Feeling Much Better Today Thanks
Now, before you all start complaining to yourselves about the decidedly morose tone that this blog has taken on these past few days, and that from now on you will only hear me bewailing over the loss of the PNB... let me reassure that this is not the case. Granted, today's posting will feature the above mentioned former-PNB, as tonight I will get the chance to have my say in person. Primarily, the questions I want to address are 1) how is it possible that he didn't find me to be the adorable person that I am and 2) Why has no one given this boy an Academy Award for Best Actor?

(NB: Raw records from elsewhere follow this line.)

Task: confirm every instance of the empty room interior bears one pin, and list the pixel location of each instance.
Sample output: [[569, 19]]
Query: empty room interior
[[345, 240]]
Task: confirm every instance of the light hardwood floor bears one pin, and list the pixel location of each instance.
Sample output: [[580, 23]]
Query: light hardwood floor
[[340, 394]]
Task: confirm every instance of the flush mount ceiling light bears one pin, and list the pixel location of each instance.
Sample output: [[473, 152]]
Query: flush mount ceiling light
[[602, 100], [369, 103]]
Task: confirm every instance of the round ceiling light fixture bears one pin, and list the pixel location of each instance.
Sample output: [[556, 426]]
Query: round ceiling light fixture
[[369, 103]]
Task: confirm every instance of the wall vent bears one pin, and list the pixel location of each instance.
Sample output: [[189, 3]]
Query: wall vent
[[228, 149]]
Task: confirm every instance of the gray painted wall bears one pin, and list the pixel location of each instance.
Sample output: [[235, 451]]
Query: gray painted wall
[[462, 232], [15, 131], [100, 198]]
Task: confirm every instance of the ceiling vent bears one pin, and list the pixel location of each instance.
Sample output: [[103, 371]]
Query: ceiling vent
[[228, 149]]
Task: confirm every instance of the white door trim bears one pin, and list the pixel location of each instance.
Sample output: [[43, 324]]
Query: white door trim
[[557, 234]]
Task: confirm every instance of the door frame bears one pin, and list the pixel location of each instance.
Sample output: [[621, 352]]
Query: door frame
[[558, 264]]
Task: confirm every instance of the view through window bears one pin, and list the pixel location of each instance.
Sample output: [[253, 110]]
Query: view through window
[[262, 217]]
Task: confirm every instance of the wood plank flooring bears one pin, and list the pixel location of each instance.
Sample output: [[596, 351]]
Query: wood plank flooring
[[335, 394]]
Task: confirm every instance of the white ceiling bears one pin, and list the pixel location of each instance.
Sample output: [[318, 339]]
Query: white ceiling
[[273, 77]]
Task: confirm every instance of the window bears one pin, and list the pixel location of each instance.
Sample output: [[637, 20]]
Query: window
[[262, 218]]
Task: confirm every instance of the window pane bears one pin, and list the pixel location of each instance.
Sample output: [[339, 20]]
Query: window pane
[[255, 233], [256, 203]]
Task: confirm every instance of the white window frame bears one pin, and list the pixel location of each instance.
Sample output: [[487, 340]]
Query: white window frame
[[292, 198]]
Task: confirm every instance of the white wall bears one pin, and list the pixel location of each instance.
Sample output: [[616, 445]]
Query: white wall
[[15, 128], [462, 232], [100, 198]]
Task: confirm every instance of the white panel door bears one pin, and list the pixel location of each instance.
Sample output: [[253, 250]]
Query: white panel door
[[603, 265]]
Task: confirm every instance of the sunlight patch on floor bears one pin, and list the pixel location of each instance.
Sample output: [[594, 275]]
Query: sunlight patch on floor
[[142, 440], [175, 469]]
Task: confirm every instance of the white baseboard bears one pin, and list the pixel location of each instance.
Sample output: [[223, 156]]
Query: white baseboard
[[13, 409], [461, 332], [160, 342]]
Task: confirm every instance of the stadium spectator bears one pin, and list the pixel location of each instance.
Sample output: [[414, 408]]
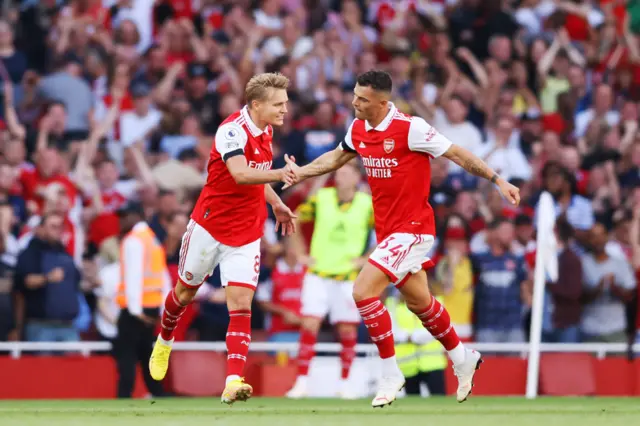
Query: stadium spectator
[[49, 282], [144, 282], [547, 90], [413, 344], [7, 266], [577, 209], [453, 280], [502, 278], [563, 301], [342, 218], [609, 283]]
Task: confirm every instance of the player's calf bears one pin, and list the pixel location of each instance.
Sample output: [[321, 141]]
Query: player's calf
[[174, 306], [238, 336], [308, 338]]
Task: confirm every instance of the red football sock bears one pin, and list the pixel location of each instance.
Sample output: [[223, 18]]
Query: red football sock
[[436, 319], [378, 322], [238, 340], [307, 351], [173, 310], [348, 352]]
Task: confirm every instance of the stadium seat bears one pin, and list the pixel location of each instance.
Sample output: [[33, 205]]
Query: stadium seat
[[276, 380], [499, 375], [567, 374]]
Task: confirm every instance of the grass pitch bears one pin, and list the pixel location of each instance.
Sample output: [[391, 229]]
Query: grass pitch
[[477, 411]]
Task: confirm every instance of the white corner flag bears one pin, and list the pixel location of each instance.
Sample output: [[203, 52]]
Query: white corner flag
[[546, 268]]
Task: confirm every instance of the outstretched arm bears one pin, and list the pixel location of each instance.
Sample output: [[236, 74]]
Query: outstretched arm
[[477, 167], [326, 163]]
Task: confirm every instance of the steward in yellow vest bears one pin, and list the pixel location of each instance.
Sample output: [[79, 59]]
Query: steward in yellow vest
[[413, 342], [343, 221], [144, 281]]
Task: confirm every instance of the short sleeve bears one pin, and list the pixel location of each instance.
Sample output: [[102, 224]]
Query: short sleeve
[[347, 142], [423, 137], [264, 293], [230, 140]]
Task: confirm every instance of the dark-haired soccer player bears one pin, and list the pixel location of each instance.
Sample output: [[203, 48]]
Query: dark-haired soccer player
[[396, 150]]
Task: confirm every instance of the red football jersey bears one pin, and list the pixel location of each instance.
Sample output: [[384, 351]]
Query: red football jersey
[[286, 292], [396, 155], [235, 214]]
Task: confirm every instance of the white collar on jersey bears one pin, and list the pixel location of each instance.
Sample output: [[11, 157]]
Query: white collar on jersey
[[255, 130], [384, 124]]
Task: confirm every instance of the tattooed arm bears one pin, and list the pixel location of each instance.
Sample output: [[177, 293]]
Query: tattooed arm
[[477, 167]]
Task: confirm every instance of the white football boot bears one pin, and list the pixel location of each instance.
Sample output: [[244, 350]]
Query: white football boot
[[465, 372], [388, 389]]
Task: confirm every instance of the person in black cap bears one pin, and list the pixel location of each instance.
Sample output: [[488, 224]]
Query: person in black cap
[[204, 103], [145, 281]]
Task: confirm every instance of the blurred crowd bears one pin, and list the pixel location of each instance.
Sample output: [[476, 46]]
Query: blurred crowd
[[105, 101]]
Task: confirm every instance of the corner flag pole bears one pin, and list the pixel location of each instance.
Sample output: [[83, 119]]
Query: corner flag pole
[[546, 263]]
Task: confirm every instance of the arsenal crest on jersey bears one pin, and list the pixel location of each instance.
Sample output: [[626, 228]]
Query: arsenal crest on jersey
[[388, 145]]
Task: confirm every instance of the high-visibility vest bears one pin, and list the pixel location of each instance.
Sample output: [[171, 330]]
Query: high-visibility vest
[[154, 269], [409, 363], [339, 235]]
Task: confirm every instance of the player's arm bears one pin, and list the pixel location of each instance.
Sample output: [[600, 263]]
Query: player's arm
[[326, 163], [471, 163], [230, 141], [425, 138]]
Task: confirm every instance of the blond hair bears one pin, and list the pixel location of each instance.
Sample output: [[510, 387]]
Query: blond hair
[[258, 87]]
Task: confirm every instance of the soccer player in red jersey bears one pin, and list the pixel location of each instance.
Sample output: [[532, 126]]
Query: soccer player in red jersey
[[396, 150], [227, 224]]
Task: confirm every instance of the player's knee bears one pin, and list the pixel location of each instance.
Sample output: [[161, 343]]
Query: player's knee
[[185, 294], [360, 293], [239, 298], [347, 331]]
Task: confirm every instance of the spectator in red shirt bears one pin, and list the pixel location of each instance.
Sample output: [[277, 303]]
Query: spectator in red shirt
[[280, 297]]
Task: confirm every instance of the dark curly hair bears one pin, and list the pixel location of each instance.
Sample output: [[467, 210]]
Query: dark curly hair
[[376, 79]]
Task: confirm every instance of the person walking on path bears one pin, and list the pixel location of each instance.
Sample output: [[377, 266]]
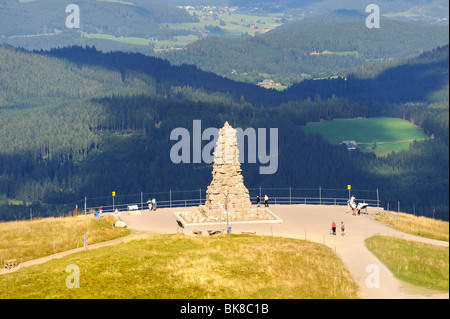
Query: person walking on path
[[266, 200], [150, 206], [333, 227], [353, 204]]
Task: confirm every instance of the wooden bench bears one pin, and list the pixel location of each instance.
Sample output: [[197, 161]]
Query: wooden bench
[[10, 263]]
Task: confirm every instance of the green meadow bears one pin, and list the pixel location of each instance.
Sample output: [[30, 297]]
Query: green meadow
[[379, 135]]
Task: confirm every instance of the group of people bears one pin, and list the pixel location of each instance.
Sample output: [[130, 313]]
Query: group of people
[[356, 209], [354, 205], [266, 201], [151, 204], [333, 228]]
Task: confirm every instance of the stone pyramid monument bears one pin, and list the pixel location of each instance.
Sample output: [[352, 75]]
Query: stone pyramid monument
[[227, 186], [227, 194]]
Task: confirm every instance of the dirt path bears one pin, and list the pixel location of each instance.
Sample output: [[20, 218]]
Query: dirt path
[[310, 222], [313, 222]]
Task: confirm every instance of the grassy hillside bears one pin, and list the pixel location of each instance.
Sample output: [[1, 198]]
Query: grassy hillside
[[380, 135], [420, 264], [186, 267], [415, 225], [32, 239]]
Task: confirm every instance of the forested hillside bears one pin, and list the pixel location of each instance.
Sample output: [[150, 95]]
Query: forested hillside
[[305, 50], [78, 123]]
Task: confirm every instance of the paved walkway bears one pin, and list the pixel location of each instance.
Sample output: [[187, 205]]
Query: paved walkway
[[313, 222], [310, 222]]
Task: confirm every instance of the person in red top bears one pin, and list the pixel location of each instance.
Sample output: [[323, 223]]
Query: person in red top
[[333, 227]]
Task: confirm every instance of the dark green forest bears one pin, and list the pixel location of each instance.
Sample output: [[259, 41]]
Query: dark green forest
[[295, 50], [76, 122]]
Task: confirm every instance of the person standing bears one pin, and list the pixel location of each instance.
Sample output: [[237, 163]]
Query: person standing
[[353, 204], [266, 200], [333, 227], [149, 202]]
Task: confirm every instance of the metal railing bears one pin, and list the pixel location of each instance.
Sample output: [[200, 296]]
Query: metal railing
[[190, 198]]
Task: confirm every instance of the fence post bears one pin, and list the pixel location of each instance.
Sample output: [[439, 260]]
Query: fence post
[[378, 198], [320, 195]]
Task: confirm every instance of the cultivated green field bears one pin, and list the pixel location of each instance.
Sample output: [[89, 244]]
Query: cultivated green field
[[379, 135]]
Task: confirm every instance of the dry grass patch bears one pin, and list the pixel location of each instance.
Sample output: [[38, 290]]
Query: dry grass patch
[[415, 225], [420, 264], [186, 267], [26, 240]]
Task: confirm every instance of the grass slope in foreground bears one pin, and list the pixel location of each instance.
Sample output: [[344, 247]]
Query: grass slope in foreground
[[381, 135], [178, 266], [32, 239], [417, 263]]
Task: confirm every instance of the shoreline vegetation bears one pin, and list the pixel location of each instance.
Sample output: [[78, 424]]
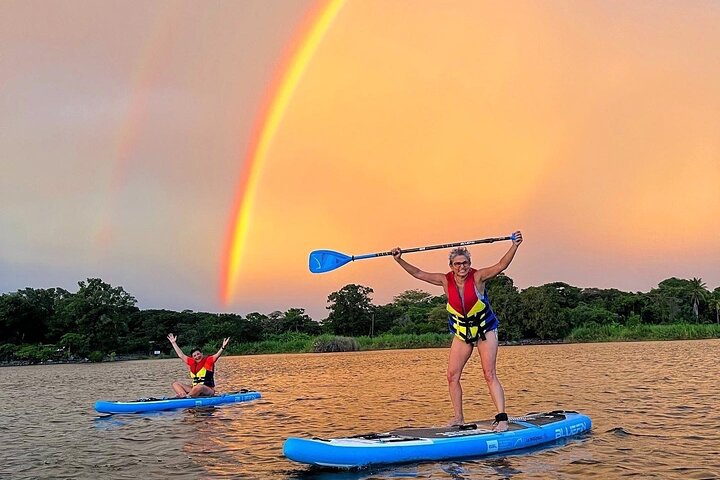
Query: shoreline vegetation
[[297, 343], [100, 322]]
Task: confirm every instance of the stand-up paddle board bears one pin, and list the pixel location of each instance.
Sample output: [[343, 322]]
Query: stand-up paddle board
[[421, 444], [155, 404]]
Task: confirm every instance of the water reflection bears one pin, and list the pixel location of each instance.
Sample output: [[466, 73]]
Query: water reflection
[[640, 402]]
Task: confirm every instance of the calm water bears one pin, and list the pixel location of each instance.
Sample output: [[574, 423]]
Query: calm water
[[655, 408]]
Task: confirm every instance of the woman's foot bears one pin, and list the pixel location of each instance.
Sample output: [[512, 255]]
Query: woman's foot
[[501, 426], [455, 421]]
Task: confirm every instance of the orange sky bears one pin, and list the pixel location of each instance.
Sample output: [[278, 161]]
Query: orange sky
[[588, 126], [591, 126]]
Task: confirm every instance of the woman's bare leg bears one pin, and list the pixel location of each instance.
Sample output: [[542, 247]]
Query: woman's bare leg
[[488, 356], [460, 353]]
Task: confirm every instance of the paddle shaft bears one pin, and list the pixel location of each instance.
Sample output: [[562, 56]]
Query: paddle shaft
[[435, 247]]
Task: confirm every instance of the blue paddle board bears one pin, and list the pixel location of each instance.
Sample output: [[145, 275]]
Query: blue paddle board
[[422, 444], [155, 404]]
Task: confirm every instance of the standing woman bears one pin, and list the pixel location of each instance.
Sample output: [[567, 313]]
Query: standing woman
[[472, 322], [202, 371]]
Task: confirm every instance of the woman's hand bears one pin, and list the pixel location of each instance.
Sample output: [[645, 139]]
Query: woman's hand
[[517, 238]]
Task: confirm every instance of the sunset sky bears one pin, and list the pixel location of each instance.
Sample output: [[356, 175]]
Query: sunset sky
[[135, 138]]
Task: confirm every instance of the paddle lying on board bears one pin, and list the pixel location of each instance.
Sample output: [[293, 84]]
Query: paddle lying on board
[[322, 261]]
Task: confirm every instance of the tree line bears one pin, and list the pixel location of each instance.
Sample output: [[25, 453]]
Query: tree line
[[100, 320]]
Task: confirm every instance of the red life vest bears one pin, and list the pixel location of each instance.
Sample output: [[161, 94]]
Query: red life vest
[[469, 317], [202, 372]]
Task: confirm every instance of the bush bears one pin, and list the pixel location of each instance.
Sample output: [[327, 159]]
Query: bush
[[7, 351], [327, 343], [35, 353], [96, 356]]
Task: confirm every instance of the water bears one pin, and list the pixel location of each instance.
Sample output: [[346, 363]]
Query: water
[[654, 407]]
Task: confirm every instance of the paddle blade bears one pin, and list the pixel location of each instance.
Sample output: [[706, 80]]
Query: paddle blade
[[325, 260]]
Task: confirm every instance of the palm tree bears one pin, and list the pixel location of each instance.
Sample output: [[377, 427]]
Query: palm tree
[[714, 302], [698, 293]]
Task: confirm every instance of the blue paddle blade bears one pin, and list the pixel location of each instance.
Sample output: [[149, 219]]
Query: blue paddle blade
[[325, 260]]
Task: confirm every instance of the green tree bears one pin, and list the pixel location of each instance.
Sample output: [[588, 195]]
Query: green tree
[[351, 311], [546, 309], [100, 312], [698, 293], [74, 344], [715, 304], [296, 320]]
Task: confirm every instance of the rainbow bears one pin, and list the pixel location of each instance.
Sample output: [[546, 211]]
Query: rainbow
[[278, 96]]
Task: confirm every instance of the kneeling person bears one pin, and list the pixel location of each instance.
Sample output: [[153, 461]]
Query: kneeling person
[[201, 371]]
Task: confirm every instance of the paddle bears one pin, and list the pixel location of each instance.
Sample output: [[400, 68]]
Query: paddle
[[322, 261]]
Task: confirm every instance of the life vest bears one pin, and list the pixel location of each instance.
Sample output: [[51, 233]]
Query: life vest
[[469, 317], [202, 372]]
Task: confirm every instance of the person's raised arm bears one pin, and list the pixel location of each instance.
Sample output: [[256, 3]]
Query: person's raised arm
[[491, 272], [433, 278], [222, 349], [173, 342]]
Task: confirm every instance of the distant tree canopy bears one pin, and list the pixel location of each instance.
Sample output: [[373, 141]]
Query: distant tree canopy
[[100, 319]]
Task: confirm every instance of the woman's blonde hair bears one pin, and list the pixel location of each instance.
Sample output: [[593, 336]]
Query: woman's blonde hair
[[459, 251]]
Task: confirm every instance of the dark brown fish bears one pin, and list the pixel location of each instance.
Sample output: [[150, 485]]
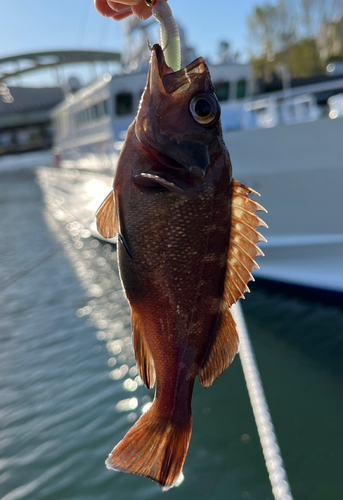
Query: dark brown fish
[[186, 243]]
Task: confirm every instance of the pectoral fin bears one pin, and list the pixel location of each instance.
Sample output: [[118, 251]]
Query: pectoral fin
[[106, 217], [223, 350], [244, 238], [144, 359]]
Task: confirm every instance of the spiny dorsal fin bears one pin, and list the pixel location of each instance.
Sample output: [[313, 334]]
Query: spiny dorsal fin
[[143, 355], [223, 350], [106, 217], [243, 242]]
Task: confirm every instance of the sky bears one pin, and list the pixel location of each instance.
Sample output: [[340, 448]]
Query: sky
[[38, 25]]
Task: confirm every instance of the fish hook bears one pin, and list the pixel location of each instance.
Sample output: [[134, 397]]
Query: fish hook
[[169, 32]]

Oh, and just to prepare you for tomorrow's posting... You lucky people will all find out how the whole thing went down. Perhaps I can be an inspiration to all the women out there who have found themselves in the same predicament. After all... how often do we get a chance to confront the person who has hurt us? As big a jerk as Jeff has turned out to be, I must give him a little bit of credit for being man enough to allow me have my say.
On a completely different... but somewhat related note... I have a date of sorts for tomorrow. This was a person who I have been in contact with for the past month or so and despite the repeated attempts to blow him off, he is still keen to meet me. I feel that there has to be a reason for him still being in my life... But don't worry children, this is not a rebound thing... I truly feel that this is a "meeting a new friend" thing. After all, I could not possibly seriously date a fellow with a cat allergy, who doesn't like cheese and drink, even like wine. If you know me, even in the slightest, you know that these are three of my favorite things. Sufficed to say, the former-PNB enjoyed all of these things as much as I did. Too bad he liked these things more than me... bastard.
Stay tuned for the continuation of "Tales from a Broken Heart" by Beatrice Petty...
PS. And yes, I realize that am being OVERLY DRAMATIC about the entire affair.